Je pense que c’est probablement une stratégie défensive de la Banque d’Angleterre, qui se présente comme une protection du commerce de détail mais qui sert en réalité à empêcher un afflux de personnes qui migrent vers les stablecoins, où il est un peu plus facile de déplacer de l’argent et où les rendements peuvent être atteints en dehors de mécanismes potentiellement réglementés.
Invezz : LO : TECH s’est construit sur une construction de marché transparente.
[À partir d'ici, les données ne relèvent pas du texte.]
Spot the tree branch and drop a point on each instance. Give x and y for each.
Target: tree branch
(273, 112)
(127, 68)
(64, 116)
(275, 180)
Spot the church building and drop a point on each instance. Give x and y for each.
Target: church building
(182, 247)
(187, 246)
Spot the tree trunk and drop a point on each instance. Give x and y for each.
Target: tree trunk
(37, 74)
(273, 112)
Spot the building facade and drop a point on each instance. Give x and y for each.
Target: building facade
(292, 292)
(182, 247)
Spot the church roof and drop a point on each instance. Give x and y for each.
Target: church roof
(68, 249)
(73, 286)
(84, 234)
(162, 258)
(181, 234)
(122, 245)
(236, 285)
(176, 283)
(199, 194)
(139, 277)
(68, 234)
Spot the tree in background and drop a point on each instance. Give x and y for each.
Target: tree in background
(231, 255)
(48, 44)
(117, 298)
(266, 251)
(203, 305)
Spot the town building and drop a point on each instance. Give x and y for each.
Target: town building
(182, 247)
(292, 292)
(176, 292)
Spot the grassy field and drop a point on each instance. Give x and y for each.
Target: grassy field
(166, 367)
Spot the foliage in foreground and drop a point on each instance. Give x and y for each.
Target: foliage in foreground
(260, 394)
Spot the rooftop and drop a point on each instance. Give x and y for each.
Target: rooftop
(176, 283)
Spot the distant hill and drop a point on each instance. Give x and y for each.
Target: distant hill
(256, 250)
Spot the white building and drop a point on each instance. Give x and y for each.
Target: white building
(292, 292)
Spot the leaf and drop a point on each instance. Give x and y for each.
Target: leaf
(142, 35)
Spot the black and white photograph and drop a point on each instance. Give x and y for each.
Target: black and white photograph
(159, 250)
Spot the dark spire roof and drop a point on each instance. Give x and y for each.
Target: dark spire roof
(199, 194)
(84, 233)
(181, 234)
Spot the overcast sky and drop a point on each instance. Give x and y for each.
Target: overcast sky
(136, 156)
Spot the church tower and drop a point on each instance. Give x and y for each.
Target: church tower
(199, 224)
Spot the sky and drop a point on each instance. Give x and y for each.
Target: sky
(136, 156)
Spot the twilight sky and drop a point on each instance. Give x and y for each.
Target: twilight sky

Comment conseillez-vous les projets de jetons sur la conformité alors que les réglementations britanniques sont encore en cours de finalisation ?
Tim Meggs : Ce n’est pas vraiment le métier de LO :TECH de faire des recommandations sur la conformité des émetteurs de jetons.
Nous collaborons avec plusieurs spécialistes de la conformité et cabinets de conseil en conformité, et nous présenterons toujours nos clients potentiels en market making à cette suite de partenaires que nous avons, qu’il s’agisse de cabinets de tokenomics, de cabinets de conseil en conformité ou de spécialistes du go-to-market et de la cotation.
Cependant, ce que je dirais, c’est que la majorité des émetteurs de jetons ne cherchent pas à émettre au Royaume-Uni, la réserve étant que les stablecoins GBP sont l’exception évidente.
Ce que nous constatons, c’est que la plupart des projets de jetons sont émis dans des juridictions offshore bien établies où les deux régimes réglementaires sont clairs depuis longtemps, mais où l’efficacité fiscale entre également en jeu.
Et cela se répercute sur les endroits où les équipes veulent s’installer et construire.
Si vous lancez ce que vous pensez être un projet de tokens extrêmement réussi, vous allez réfléchir à l’impact de la situation fiscale si cela signifie que vous cherchez à sortir un grand nombre de tokens à un moment donné.
Là où la situation fiscale est plus favorable aux constructeurs et aux entrepreneurs, vous trouverez naturellement davantage de communautés d’actifs numériques qui s’y développent.
Invezz : Quel changement réglementaire ou opérationnel unique rendrait Londres plus compétitive par rapport à Singapour et New York pour les projets d’actifs numériques, et quels retours recevez-vous de la FCA/BoE ?
Tim Meggs : Ce n’est pas tant une question de savoir quel ajustement ou changement réglementaire unique pourrait causer la différence ; nous devons voir une réglementation complète et complète des actifs numériques issue des organismes de régulation au Royaume-Uni.
Nous y arriverons, mais il sera bien trop tard pour beaucoup d’entrepreneurs et de bâtisseurs dans ce secteur. Je pense que c’est un fait.
Et je suis sûr que la réglementation, quand elle viendra du sujet, penchera vers la construction sensée, institutionnelle et fintech.
Cependant, la question plus large ici concerne le régime fiscal actuel au Royaume-Uni, tant du point de vue personnel, corporatif que crypto.
Vous ne trouverez pas de constructeurs cherchant à lancer leurs activités et leurs jetons au Royaume-Uni alors que les situations fiscales sont bien plus favorables pour les constructeurs dans d’autres juridictions, du Portugal au Moyen-Orient et jusqu’à Singapour.
Cela se reflète à la fois dans la manière dont la fiscalité spécifique aux cryptomonnaies est traitée, le Portugal en étant un excellent exemple, et la manière dont les entreprises et les entrepreneurs en général sont traités, Singapour étant un pays où il y a beaucoup d’incitations à construire dans ce secteur.
Donc, tant que le Royaume-Uni n’a pas réussi cela, vous pouvez appliquer la législation que vous voulez au niveau réglementaire, mais la situation fiscale rend très difficile l’attractivité régionale.